Bringing their material to state-of-the-art technicians in the BBC studios was a wise move. The opportunity to broadcast their urgent musical and lyrical message to the radio masses found Gang of Four in full bloom. They’re so confident-sounding and on top of the material that it’s scary. With the stealth of cougars and the skill of conductors, they build tension across taut verses, lying in wait for the perfect moment, and then they release huge, scorching choruses, firmly nailing each nuanced twist and turn. As the band gleefully tears through “At Home He’s a Tourist,” “Natural’s Not in It,” and an especially earnest rendition of “Return the Gift,” they forever sound like a gas can above a bonfire, growing hotter by the second. The rhythm section shuffles along, gaining momentum, while Andy Gill fills any empty airspace with his expressionistic staccato guitar stabbing. Then it’s full-on musical release. Even Jon King’s lead vocals teem with an uninhibited vitriol when held next to the breathy and self-aware delivery on Entertainment! The fervent lyrical eloquence of songs like “Natural’s Not in It” is especially ingenious when you consider the bigger picture: a singer rails against the appraisal of sex as our society’s ultimate goal-and-reward structure while the band simultaneously energizes the listeners with an undeniable, butt-shaking backbeat and slaughters them with mean, cutting guitars. It’s a brilliant all-around commentary on our pathological love/hate relationship with sex, and it’s delivered in the context of a formidably efficient and skewed pop song.

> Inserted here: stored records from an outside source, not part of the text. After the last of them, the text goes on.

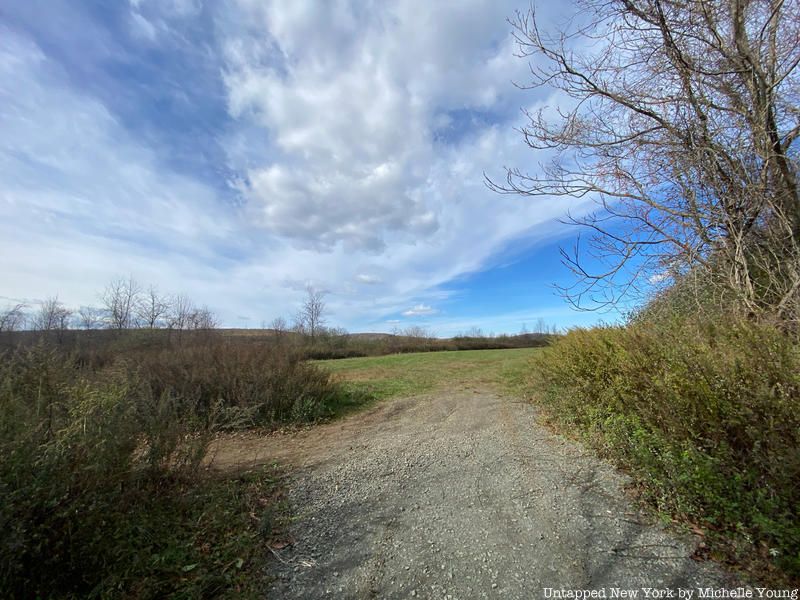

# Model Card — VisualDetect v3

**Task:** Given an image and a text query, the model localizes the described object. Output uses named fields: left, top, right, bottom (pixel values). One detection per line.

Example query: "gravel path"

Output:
left=262, top=390, right=731, bottom=599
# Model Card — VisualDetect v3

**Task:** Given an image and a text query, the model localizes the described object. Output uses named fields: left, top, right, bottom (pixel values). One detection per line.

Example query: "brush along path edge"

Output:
left=252, top=389, right=734, bottom=599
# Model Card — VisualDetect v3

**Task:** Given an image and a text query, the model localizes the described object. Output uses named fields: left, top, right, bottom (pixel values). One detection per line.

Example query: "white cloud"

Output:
left=403, top=304, right=439, bottom=317
left=356, top=273, right=383, bottom=285
left=0, top=0, right=592, bottom=329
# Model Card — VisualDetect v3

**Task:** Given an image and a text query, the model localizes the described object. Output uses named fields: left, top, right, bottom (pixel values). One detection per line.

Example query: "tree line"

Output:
left=0, top=277, right=218, bottom=333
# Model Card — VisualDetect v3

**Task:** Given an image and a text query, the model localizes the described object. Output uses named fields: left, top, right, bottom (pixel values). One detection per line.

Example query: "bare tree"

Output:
left=0, top=303, right=26, bottom=333
left=167, top=294, right=195, bottom=331
left=102, top=277, right=141, bottom=330
left=78, top=306, right=104, bottom=331
left=295, top=285, right=326, bottom=341
left=269, top=317, right=289, bottom=343
left=32, top=296, right=72, bottom=337
left=136, top=285, right=170, bottom=329
left=487, top=0, right=800, bottom=318
left=189, top=306, right=217, bottom=330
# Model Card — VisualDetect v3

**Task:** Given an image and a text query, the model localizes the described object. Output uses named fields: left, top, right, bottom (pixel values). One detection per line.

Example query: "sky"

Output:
left=0, top=0, right=608, bottom=336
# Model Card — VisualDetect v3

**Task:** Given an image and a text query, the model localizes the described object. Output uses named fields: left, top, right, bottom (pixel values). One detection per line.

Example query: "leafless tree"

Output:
left=136, top=285, right=170, bottom=329
left=32, top=296, right=72, bottom=333
left=295, top=285, right=326, bottom=341
left=0, top=303, right=26, bottom=333
left=487, top=0, right=800, bottom=318
left=78, top=306, right=104, bottom=331
left=101, top=277, right=141, bottom=330
left=189, top=306, right=217, bottom=330
left=167, top=294, right=195, bottom=331
left=269, top=317, right=289, bottom=343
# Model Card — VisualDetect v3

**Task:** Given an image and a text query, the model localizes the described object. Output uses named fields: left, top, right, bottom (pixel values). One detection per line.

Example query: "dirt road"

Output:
left=220, top=390, right=731, bottom=599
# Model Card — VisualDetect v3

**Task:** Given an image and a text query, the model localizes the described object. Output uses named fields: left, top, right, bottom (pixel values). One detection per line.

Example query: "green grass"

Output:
left=315, top=348, right=541, bottom=405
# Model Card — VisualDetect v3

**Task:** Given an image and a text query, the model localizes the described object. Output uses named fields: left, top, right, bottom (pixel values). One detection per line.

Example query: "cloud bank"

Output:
left=0, top=0, right=588, bottom=329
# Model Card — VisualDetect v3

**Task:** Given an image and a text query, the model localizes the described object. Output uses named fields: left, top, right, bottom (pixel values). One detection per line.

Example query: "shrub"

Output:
left=534, top=318, right=800, bottom=577
left=0, top=336, right=342, bottom=598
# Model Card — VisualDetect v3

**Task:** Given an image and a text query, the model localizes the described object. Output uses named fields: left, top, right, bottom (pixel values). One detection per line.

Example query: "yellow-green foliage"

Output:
left=533, top=318, right=800, bottom=577
left=0, top=342, right=337, bottom=598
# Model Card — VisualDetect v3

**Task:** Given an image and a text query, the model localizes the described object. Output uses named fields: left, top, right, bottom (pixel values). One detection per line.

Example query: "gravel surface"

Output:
left=266, top=390, right=732, bottom=599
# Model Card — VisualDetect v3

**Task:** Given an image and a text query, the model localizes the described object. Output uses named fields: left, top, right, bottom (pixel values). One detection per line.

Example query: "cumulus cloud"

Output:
left=0, top=0, right=592, bottom=329
left=219, top=0, right=552, bottom=252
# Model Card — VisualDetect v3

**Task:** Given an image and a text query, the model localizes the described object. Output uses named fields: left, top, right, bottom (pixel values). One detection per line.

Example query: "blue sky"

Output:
left=0, top=0, right=608, bottom=335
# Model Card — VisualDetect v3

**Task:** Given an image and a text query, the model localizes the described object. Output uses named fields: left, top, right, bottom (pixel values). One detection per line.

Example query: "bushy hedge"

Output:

These days, college rock has come and gone, and it has given way to grunge (Kurt Cobain cited Gang of Four as a big influence) and ‘90s indie rock. Our current musical landscape finds angular new-wave and post-punk back in vogue, and Gang of Four has garnered renewed public interest. As a result, our latter-day critics say Entertainment! should be a touchstone in any self-respecting music fan’s collection. This attention, of course, seems largely due to bands like the derivative Franz Ferdinand, whose influences are impossible to ignore. They gloss over GO4’s more difficult musical tendencies and anti-fashion, anti-capital sensibilities, sanitize the picked-over corpse, and spoon-feed bits of it to the attention-deficient public in the form of vapid, commercialized (literally—“Take Me Out” was used in a PSP ad) ditties. That Franz Ferdinand finds mainstream success in a sound that shamelessly bowdlerizes its much stronger and more salient source material is, unfortunately, the way of the world. Ease of consumption always trumps risk, challenge and originality—Gang of Four realized this too, and it eventually overcame them, at least musically. Sadder still, yet predictably enough, Rhino finally decided in 2005 to give a proper, permanent American reissue to then-26-year-old Entertainment! while allowing The Peel Sessions Album to continue to languish in out-of-print obscurity, where it remains to this day. Unfortunate, too, because if all of us had these sessions ahead of Entertainment! on our iPods, Franz Ferdinand’s pallid little discs would be littering dollar-bins ‘round the world.